1Co 9:8-11 “Say I these things as a man? or saith not the law the same also? For it is written in the law of Moses, Thou shalt not muzzle the mouth of the ox that treadeth out the corn. Doth God take care for oxen? Or saith he it altogether for our sakes? For our sakes, no doubt, this is written: that he that ploweth should plow in hope; and that he that thresheth in hope should be partaker of his hope. If we have sown unto you spiritual things, is it a great thing if we shall reap your carnal things?”
In verses four through seven, Paul has laid out his case for his reasonable privilege and authority (power) that he and others who minister spiritual things have their physical needs met. Paul did not exercise this power among the Corinthians so that he might reach those that would otherwise accuse him of laziness or taking advantage. However, he made sure it was clearly understood that his decision not to use this power was not the same as not having the power to do so.
Paul did not consider his assertion that he (and the other apostles and ministers) had the power to have his physical needs met to be his opinion. Rather, he defends that position by going to the scripture in Deuteronomy 25:4 which says “Thou shalt not muzzle the ox when he treadeth out the corn.” We may be tempted to say that these are Old Testament scriptures and do not apply, but remember that all of Paul’s New Testament preaching was done using the Old Testament scriptures.

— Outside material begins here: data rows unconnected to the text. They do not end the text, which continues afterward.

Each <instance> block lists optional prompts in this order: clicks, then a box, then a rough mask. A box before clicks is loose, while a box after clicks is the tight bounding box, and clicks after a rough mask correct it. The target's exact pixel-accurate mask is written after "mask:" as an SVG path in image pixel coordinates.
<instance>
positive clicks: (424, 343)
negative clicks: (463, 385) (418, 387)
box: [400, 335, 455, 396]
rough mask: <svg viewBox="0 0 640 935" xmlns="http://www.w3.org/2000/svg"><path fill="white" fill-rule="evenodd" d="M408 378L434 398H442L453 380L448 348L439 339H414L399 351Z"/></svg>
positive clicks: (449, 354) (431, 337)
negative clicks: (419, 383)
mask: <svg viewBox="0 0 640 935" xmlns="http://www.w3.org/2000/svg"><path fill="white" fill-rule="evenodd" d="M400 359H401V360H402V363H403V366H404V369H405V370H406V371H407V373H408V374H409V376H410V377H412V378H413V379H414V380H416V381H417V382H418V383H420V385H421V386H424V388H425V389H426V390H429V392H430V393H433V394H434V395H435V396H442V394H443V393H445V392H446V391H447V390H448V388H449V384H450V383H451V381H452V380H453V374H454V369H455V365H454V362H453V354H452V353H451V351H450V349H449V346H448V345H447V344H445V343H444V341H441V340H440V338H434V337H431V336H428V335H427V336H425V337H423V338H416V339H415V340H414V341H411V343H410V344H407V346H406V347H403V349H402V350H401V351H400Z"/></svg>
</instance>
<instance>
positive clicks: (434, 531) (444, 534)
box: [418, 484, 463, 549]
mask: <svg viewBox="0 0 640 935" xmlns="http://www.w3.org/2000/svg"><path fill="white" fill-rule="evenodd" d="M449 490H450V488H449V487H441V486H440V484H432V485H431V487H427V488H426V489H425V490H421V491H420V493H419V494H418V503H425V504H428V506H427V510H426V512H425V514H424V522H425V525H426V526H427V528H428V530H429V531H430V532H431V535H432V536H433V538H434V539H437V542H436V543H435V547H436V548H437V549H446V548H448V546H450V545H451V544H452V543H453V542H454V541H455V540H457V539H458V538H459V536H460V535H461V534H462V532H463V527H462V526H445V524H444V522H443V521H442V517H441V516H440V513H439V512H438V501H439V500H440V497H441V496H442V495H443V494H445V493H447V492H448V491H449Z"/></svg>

He obviously thought there was a pertinent application to the New Testament church at Corinth.
There are at least two important things we must realize as we look at these scriptures. First, it is not unreasonable for a church to support her pastor to the extent that he is able to give himself fully to seeing to the study of God’s word and the needs of the congregation. If a church cannot or will not support her pastor to that extent, then do not make him feel guilty if he cannot come to you in the middle of the night or drop what he is doing and rush to the hospital to be with you in some emergency.
Unlike Paul, many ministers are not self-employed today. Most cannot simply put the plow away or lock the door to the store and go the moment they are sent for. They have employers to whom they also have a godly responsibility. If you cannot support you pastor materially, then do not muzzle him by allowing him to drown in remorse because he cannot give you his full attention.
Paul says that God has undoubtedly written this for our sakes. We should have hope (confidence, expectation) in our labor. If necessity dictates that our time be divided between making a living and serving the saints whom we love, then we should have confidence that the church will be supportive of what is required of us to make a living and understanding when that does not allow us to serve them to the extent we would desire to do. If it pleases God to grant us the privilege of serving a congregation that desires our full time, then we have a serious responsibility to seek His face and use that time to His glory.
As a laborer only for a congregation of God’s people, we have a solemn duty before God to be faithful ministers and not use our calling as an occasion to the flesh. If necessity dictates that we be bi-vocational, then we have a solemn duty before God to use the time we have for ministry faithfully and to be faithful employees. In either situation, the congregation still has the God-given responsibility to not muzzle the ox that treadeth out the corn either by failing in their material support or their emotional support.
May God give us the grace, as he did Paul, to be content with whatever circumstance we find ourselves in and to serve Him with love and zeal!